The one surviving manuscript that contains the Wakefield pageants is dated to the mid-fifteenth century and has a number of significant sections missing. This creates interesting challenges for modern performance. The Fall of Lucifer breaks off at his flight of triumph and the Fall of Man play is incomplete – which is why in the latter case I have set a mimed scene using narrated words from the opening of another play in the cycle, taking advantage of the textual repetitions intrinsic to street drama.

The fact that Wakefield has no Birth of Christ play puts an emphasis on the reaction to Christ of characters in the plays which do exist. With this in mind, we use and enjoy all the dialect words we can referring to the Child – from Caesar’s contemptuous “snookhorn” to the shepherds’ “little tyné mop” – even Gill’s “dillydown”. We have noticed in rehearsal how many times characters refer to sayings and proverbs, often reflecting local industries – “Ill-spun weft... aye comes foul out”; “I am as true as steel”; “He learns early to steal who cannot say nay”. Such sayings bridge the gap across the centuries.
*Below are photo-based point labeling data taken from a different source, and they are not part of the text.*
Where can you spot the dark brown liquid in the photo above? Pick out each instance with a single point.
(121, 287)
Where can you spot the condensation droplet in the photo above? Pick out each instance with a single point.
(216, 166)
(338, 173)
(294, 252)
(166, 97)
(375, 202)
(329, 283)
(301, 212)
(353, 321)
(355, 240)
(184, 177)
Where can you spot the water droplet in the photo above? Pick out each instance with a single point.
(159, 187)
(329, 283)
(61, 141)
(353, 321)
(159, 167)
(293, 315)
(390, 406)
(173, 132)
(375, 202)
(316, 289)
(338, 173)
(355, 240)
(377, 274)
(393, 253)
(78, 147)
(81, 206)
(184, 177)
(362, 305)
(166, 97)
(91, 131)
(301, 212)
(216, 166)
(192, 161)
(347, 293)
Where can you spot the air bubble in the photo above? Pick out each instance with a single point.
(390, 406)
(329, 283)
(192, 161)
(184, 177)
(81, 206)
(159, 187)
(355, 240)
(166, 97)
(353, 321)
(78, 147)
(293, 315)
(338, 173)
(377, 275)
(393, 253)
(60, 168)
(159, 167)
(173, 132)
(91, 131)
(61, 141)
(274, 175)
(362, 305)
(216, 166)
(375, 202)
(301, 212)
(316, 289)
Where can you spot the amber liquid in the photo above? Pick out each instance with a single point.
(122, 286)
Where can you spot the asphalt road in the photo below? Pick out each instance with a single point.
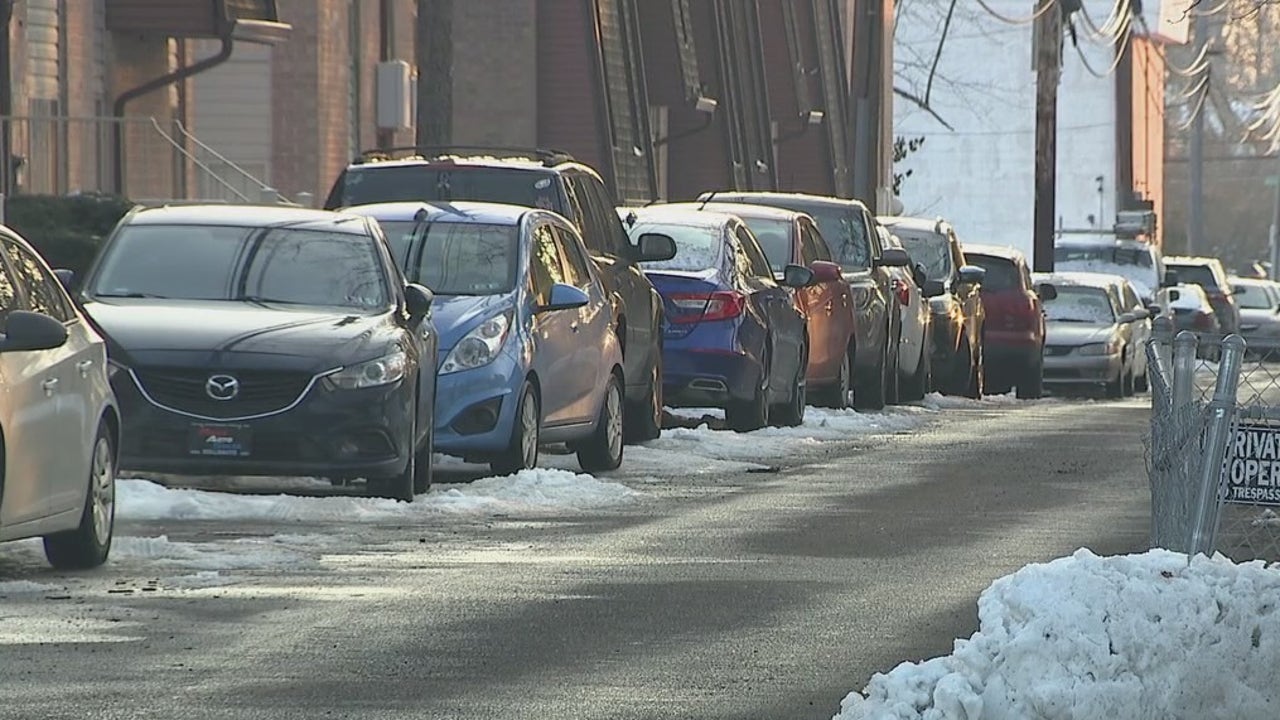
(721, 596)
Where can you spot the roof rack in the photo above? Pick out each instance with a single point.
(548, 156)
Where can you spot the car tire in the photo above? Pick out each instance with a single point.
(643, 420)
(869, 392)
(603, 450)
(521, 452)
(88, 545)
(791, 413)
(836, 396)
(749, 415)
(1031, 386)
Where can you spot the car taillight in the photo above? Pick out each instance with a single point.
(720, 305)
(903, 292)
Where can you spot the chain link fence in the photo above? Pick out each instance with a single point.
(1214, 451)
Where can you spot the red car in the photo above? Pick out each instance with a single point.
(1014, 332)
(792, 238)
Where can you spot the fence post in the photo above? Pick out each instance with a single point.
(1221, 414)
(1184, 367)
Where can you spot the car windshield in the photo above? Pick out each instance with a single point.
(1001, 273)
(512, 186)
(698, 247)
(458, 258)
(279, 264)
(1080, 305)
(928, 249)
(1133, 264)
(1253, 296)
(775, 238)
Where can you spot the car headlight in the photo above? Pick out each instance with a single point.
(384, 370)
(1109, 347)
(478, 347)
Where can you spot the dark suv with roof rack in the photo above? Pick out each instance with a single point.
(553, 181)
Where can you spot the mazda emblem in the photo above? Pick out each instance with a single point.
(222, 387)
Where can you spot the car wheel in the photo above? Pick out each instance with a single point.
(1031, 386)
(88, 545)
(791, 413)
(521, 452)
(837, 395)
(753, 414)
(869, 392)
(643, 420)
(603, 450)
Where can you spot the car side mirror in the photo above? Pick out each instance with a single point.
(798, 276)
(895, 258)
(656, 247)
(972, 274)
(565, 297)
(933, 288)
(824, 272)
(67, 278)
(417, 301)
(27, 331)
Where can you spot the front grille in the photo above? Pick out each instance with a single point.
(260, 391)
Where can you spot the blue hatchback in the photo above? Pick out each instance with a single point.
(528, 354)
(732, 336)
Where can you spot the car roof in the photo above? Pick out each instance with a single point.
(992, 250)
(795, 196)
(1080, 279)
(442, 212)
(681, 215)
(245, 215)
(739, 209)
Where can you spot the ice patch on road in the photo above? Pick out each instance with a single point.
(528, 492)
(1139, 636)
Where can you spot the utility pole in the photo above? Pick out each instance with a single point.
(1048, 71)
(1196, 153)
(434, 54)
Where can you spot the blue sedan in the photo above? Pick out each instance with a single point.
(528, 351)
(732, 335)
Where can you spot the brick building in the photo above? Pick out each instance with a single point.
(666, 99)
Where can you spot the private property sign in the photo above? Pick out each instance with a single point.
(1253, 465)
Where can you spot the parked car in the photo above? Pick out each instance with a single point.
(915, 337)
(734, 336)
(529, 355)
(1210, 274)
(827, 304)
(265, 341)
(1014, 332)
(60, 422)
(551, 181)
(1260, 315)
(1193, 311)
(1136, 260)
(1088, 333)
(952, 288)
(856, 247)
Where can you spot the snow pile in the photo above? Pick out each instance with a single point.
(525, 492)
(1133, 637)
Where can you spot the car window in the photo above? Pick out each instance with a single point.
(279, 264)
(749, 247)
(576, 272)
(545, 265)
(41, 287)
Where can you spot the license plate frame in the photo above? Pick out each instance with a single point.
(220, 440)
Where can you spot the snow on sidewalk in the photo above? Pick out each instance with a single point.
(1129, 637)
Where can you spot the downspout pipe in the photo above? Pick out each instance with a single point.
(123, 99)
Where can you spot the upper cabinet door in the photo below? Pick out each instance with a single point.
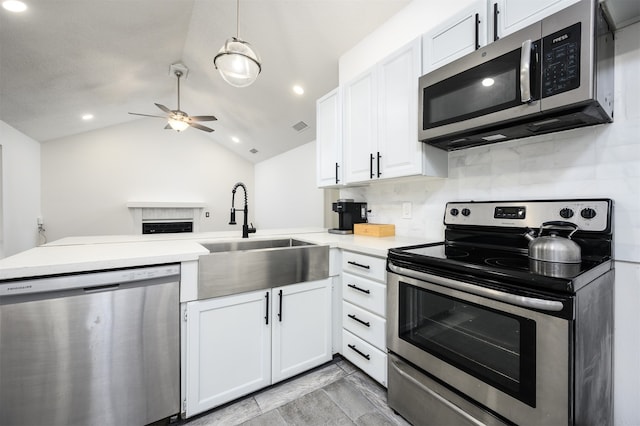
(462, 34)
(509, 16)
(360, 127)
(398, 146)
(329, 139)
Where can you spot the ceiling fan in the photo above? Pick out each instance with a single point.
(177, 119)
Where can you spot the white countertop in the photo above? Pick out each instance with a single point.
(80, 254)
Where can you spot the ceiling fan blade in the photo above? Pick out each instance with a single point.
(164, 108)
(147, 115)
(203, 118)
(200, 127)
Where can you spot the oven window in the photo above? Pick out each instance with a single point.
(493, 346)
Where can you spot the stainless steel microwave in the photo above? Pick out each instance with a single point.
(556, 74)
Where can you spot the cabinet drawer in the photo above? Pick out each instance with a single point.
(366, 357)
(365, 293)
(365, 325)
(364, 265)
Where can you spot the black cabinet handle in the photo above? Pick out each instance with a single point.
(355, 318)
(371, 166)
(365, 356)
(477, 31)
(496, 12)
(358, 288)
(358, 264)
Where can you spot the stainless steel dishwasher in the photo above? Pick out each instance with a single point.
(94, 348)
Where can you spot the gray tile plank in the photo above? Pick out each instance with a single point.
(314, 408)
(233, 414)
(271, 418)
(349, 398)
(286, 392)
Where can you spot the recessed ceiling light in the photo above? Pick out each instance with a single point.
(14, 5)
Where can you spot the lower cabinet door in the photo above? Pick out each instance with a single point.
(365, 356)
(228, 349)
(301, 333)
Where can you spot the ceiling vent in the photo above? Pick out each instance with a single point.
(300, 126)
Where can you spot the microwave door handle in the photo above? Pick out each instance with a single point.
(525, 72)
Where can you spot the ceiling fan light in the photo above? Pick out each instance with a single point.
(177, 124)
(237, 62)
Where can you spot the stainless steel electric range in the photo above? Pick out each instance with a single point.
(481, 332)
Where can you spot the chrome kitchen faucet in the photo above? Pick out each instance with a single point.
(246, 230)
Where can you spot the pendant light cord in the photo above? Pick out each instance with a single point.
(238, 19)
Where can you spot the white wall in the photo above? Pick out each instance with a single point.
(87, 179)
(286, 193)
(601, 161)
(20, 192)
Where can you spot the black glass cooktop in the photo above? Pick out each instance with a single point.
(512, 266)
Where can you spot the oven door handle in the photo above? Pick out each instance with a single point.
(523, 301)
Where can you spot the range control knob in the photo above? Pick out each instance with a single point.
(588, 213)
(566, 213)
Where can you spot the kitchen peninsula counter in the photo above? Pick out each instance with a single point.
(91, 253)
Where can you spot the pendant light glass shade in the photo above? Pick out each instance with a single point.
(237, 62)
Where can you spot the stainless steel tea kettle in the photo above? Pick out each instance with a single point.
(552, 247)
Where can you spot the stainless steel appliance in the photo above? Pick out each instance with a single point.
(94, 348)
(349, 213)
(554, 75)
(478, 334)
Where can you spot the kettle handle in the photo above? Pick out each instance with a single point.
(560, 224)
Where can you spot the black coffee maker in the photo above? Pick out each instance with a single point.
(349, 213)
It is a notable feature of the Wakefield text that many of the plays appear to be precursors of the English pantomime tradition, involving as they do knockabout comedy, interaction with the audience, calls for attention and the obvious popularity of demons, rogues and tyrants, comic servants and appealing animals. We have sought to exploit these elements in the plays I have selected this year. Notable examples of this tradition are Cain and his Boy from The Killing of Abel play, and the sheepstealer, his wife and the sheep from the famous Second Shepherds’ Play. All this highlights the faith and morality issues which are the basic rationale for the plays, as violent characters get their come-uppance and generous-spirited souls – such as the shepherds, Mary, Elizabeth and Symeon – are rewarded with their hearts’ desire.
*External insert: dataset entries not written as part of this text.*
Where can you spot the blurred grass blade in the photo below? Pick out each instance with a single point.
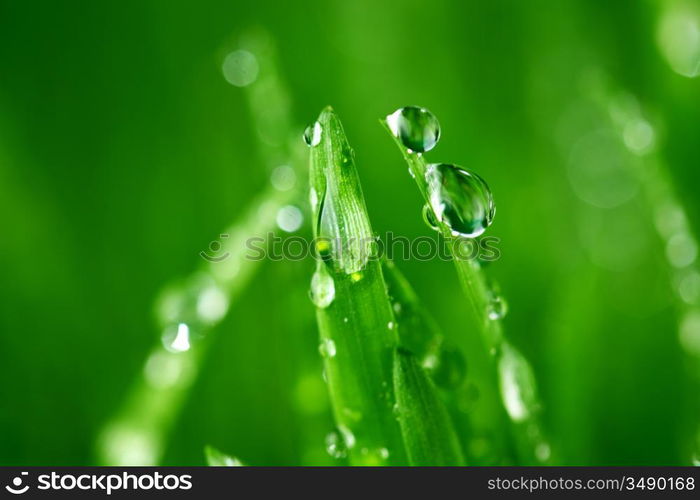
(526, 426)
(216, 458)
(428, 433)
(189, 310)
(356, 323)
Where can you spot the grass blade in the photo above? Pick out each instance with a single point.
(426, 426)
(355, 319)
(137, 433)
(518, 392)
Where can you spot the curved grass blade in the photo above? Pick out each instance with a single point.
(471, 399)
(355, 319)
(516, 385)
(426, 426)
(216, 458)
(136, 434)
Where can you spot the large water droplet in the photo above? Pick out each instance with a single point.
(322, 288)
(312, 134)
(460, 199)
(445, 365)
(327, 348)
(417, 128)
(517, 384)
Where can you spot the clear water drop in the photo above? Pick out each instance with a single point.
(312, 134)
(429, 218)
(327, 348)
(176, 338)
(517, 384)
(497, 307)
(446, 365)
(416, 128)
(322, 290)
(336, 445)
(459, 199)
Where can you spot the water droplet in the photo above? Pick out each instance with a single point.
(417, 128)
(289, 218)
(355, 277)
(336, 445)
(312, 134)
(322, 288)
(497, 307)
(517, 384)
(176, 338)
(543, 451)
(678, 37)
(445, 365)
(373, 456)
(353, 415)
(212, 304)
(460, 199)
(313, 199)
(327, 348)
(240, 68)
(429, 218)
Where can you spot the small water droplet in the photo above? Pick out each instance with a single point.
(336, 445)
(543, 451)
(374, 456)
(517, 384)
(417, 128)
(327, 348)
(322, 290)
(176, 338)
(313, 198)
(289, 218)
(445, 365)
(460, 199)
(240, 68)
(497, 307)
(312, 134)
(429, 218)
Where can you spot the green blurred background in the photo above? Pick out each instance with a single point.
(124, 153)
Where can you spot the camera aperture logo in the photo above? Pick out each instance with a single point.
(16, 487)
(106, 483)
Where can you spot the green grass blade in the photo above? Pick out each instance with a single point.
(513, 372)
(137, 432)
(426, 426)
(355, 319)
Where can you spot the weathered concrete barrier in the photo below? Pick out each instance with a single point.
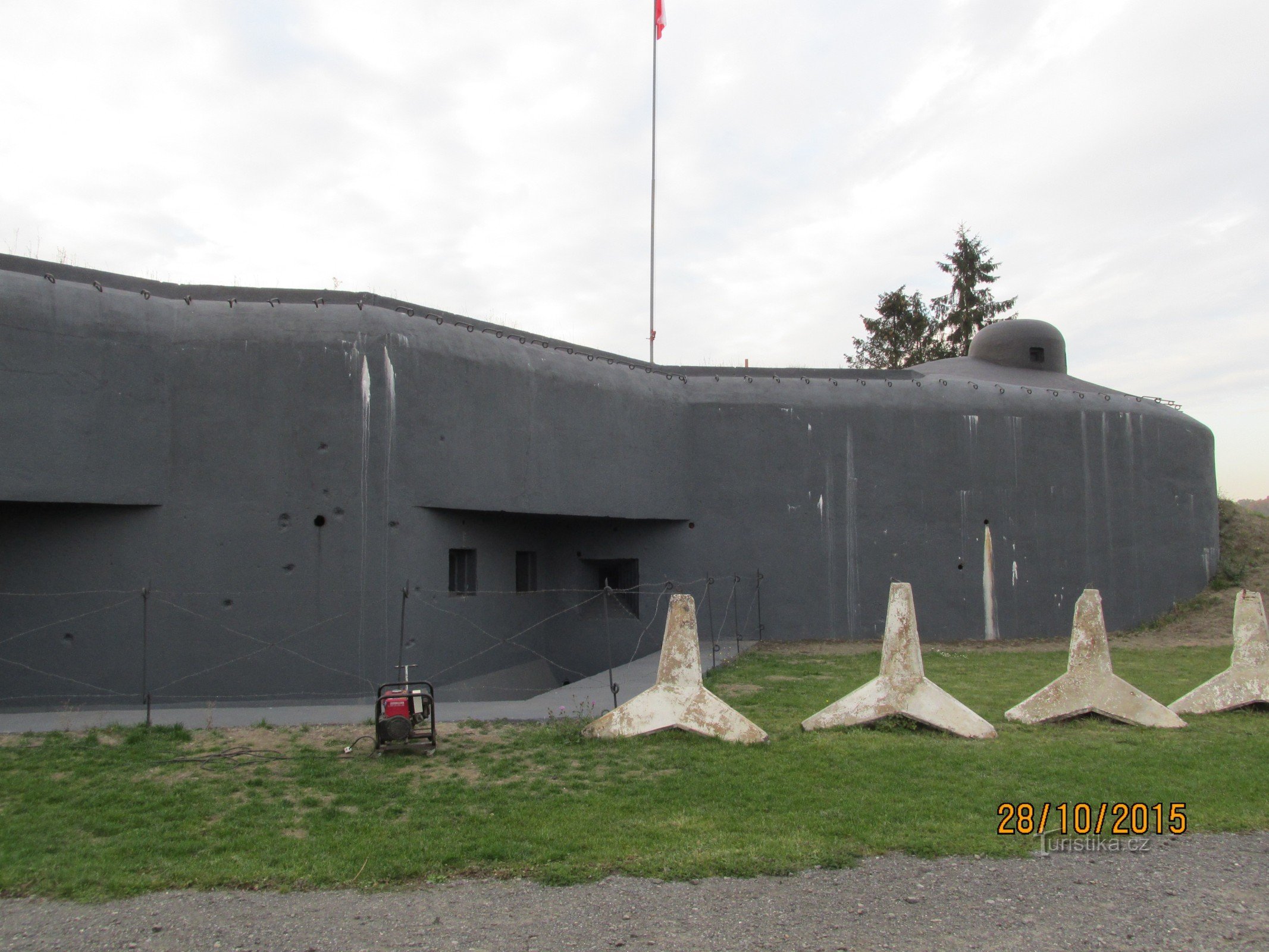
(1246, 679)
(901, 688)
(1089, 684)
(679, 700)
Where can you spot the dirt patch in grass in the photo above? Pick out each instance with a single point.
(738, 690)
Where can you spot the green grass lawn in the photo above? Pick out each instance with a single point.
(97, 815)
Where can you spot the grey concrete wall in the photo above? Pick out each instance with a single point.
(191, 447)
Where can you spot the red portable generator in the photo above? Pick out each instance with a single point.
(405, 716)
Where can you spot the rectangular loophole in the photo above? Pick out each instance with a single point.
(462, 572)
(526, 572)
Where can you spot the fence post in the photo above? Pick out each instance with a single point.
(608, 635)
(145, 649)
(405, 594)
(758, 594)
(713, 638)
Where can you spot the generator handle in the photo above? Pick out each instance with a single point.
(406, 684)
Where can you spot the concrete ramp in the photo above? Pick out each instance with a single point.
(901, 688)
(1246, 679)
(1089, 684)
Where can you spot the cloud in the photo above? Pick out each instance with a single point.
(491, 158)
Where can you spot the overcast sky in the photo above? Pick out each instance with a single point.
(491, 158)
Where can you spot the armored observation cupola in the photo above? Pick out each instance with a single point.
(1029, 346)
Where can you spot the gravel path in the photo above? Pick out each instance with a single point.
(1188, 892)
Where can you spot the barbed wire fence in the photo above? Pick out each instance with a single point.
(158, 646)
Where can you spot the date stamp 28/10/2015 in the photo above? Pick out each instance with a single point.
(1091, 819)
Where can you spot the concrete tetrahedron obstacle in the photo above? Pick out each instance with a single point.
(1246, 679)
(901, 688)
(679, 700)
(1089, 684)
The shepherds are portrayed as medieval men from the cold Yorkshire moors near Horbury rather than biblical characters from the hillsides above Bethlehem, and so are susceptible to the vagaries of floods and frost as well as being at the mercy of unscrupulous nobles and social-climbers, identified by their southern English accent (which Mak imitates). Honest yeomen, they discover the truth of Mak's sheep-theft but deal generously with him as a neighbour for whom they appear to have a soft spot – as people do for likeable rogues. Their reward is to be invited to see Christ.
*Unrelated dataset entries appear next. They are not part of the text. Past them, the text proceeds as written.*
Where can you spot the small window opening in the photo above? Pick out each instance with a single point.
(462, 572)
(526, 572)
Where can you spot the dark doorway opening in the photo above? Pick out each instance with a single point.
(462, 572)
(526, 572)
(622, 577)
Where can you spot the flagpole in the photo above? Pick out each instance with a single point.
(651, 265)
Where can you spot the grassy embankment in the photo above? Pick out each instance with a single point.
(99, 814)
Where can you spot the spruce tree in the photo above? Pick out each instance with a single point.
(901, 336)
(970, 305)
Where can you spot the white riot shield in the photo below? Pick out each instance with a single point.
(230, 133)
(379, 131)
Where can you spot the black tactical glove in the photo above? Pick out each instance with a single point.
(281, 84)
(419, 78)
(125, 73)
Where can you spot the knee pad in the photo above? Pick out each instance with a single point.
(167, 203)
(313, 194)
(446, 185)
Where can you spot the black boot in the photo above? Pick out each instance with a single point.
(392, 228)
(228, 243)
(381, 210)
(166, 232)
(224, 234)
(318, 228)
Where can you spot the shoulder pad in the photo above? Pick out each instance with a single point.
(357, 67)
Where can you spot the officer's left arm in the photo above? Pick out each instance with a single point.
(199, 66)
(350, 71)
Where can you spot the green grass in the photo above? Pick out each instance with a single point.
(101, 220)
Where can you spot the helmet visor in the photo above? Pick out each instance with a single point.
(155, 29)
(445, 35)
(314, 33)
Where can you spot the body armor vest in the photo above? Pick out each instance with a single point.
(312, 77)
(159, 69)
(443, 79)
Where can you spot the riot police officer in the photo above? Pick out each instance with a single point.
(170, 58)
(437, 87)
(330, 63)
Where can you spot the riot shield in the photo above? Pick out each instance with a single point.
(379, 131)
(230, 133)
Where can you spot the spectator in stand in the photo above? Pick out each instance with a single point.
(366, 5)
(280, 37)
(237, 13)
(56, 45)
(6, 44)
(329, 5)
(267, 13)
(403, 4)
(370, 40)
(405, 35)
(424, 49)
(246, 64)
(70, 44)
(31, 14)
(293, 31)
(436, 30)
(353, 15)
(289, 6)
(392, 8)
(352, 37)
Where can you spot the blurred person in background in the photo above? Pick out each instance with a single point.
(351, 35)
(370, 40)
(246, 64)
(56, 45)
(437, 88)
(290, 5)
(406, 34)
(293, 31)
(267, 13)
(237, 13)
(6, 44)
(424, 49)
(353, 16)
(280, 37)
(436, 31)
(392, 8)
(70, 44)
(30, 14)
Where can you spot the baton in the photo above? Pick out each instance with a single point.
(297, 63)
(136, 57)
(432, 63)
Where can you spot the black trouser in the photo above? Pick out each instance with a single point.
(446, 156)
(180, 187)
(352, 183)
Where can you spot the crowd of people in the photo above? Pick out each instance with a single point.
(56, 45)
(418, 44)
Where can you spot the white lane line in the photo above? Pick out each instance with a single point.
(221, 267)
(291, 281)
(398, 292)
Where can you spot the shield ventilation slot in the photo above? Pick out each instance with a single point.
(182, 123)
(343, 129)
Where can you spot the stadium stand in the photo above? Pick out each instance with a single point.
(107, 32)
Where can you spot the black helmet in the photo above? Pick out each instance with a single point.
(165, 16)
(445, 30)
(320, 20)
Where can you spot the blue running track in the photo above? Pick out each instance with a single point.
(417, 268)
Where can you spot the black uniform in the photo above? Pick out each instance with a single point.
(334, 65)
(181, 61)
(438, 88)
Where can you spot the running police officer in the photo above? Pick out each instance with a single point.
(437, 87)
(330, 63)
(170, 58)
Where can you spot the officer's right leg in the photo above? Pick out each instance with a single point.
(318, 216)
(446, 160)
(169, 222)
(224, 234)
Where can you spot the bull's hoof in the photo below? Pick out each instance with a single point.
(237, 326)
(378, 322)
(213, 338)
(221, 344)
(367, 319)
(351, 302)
Other routes to God include Abel fulfilling his duty of tithing; Sybilla the wise prophetess giving her hellfire sermon (a character mentioned by Augustine in the fifth century); the three pilgrim Magi who follow the star across the known world; and Symeon following a life of prayer and hope. The sensitive Wakefield Mary welcomes all as she matures from a pious girl to queenly status with the succeeding scenes.